A report by BMI/Fitch Ratings in July 2025 warned that African central banks expanding their gold holdings—including Tanzania—could face a “dual hit” in the event of a price downturn: a reduction in export earnings and a simultaneous devaluation of existing gold reserves.

Second, liquidity risk remains a concern, as gold is less liquid compared to foreign currency assets.

In times of balance-of-payments stress, converting large quantities of gold into hard currency can prove difficult and costly.

Third, refinery and accreditation challenges persist.

Tanzania’s two main refineries are yet to secure full accreditation from the London Bullion Market Association (LBMA), a critical step towards enabling the gold’s recognition and tradability on international markets.

Without such certification, the central bank faces limitations in leveraging its holdings for global transactions.

Additionally, there are supply and quality constraints stemming from the artisanal and small-scale mining subsector, which, despite its importance, struggles with inconsistent production, weak regulation, and limited access to modern refining technology.

Chinese collaboration as a strategic partnership

Against this backdrop, Governor Tutuba’s meeting with ICBC executives takes on heightened significance.

China, as the world’s largest gold producer and consumer, has developed extensive expertise in reserve diversification, bullion market operations, and gold-backed financing instruments.

The collaboration between BoT and ICBC could help Tanzania address critical gaps in its gold reserve strategy in several ways.

Technical assistance in modern reserve management, portfolio diversification, and risk hedging.

Co-investment opportunities in gold storage and vault infrastructure to improve security and transparency.

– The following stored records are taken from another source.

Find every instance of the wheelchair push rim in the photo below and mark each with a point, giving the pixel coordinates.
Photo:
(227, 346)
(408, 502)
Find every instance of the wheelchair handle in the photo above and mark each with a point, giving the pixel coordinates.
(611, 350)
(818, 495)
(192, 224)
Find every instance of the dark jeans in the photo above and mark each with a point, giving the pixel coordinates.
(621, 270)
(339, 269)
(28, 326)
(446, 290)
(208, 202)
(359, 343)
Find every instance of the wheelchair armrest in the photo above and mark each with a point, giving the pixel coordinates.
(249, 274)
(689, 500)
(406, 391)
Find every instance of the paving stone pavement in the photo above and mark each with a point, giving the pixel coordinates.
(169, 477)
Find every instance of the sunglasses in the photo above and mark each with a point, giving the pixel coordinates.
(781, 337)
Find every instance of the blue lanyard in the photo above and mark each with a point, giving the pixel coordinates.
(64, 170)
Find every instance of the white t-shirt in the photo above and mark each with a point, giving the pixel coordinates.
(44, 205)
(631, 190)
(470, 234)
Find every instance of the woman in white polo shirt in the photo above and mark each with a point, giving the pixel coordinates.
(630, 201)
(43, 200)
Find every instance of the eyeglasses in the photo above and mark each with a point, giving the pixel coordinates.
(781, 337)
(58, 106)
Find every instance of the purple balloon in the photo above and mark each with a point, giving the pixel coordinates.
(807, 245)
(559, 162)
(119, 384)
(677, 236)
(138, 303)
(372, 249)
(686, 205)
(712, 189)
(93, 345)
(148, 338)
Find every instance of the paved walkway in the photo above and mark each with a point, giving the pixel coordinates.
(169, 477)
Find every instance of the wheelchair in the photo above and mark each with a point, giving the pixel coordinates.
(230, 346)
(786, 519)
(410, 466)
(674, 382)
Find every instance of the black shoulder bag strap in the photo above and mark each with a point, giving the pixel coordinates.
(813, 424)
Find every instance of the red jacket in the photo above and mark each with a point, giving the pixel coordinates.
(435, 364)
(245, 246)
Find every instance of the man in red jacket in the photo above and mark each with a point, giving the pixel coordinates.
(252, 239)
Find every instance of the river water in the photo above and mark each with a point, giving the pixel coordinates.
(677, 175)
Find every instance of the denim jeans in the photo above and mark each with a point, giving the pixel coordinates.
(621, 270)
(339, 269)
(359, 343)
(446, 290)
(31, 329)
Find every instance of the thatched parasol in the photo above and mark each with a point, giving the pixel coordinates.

Access to gold swap and lending arrangements, allowing the BoT to monetise part of its gold holdings when foreign exchange liquidity is tight.

Support in refining and certification, including possible technology transfer and partnerships that could help Tanzanian refineries achieve LBMA accreditation.

Credit lines backed by gold reserves, which could enhance confidence in the country’s external position and financial system stability.

By deepening ties with a leading Chinese financial institution, Tanzania seeks to complement its reserve diversification strategy with advanced management systems and broader access to global bullion markets.

Broader significance of the Washington meetings

Governor Tutuba is attending the IMF–World Bank Annual Meetings, held under the theme Foundations of Growth and Employment, which bring together central bank governors, finance ministers, development partners, private sector leaders, and academics to deliberate on global economic challenges, financial stability, and inclusive growth.

On the sidelines, the BoT governor was also expected to hold discussions with several development partners, including IMF Executive Director Mr Adran Ubisse and IMF Director for the African Department Mr Abebe Selassie, to review Tanzania’s macroeconomic performance and explore opportunities for technical and financial collaboration.

The annual gatherings serve as a platform for countries to exchange policy experiences and forge partnerships aimed at strengthening economic resilience, deepening financial systems, and fostering sustainable development.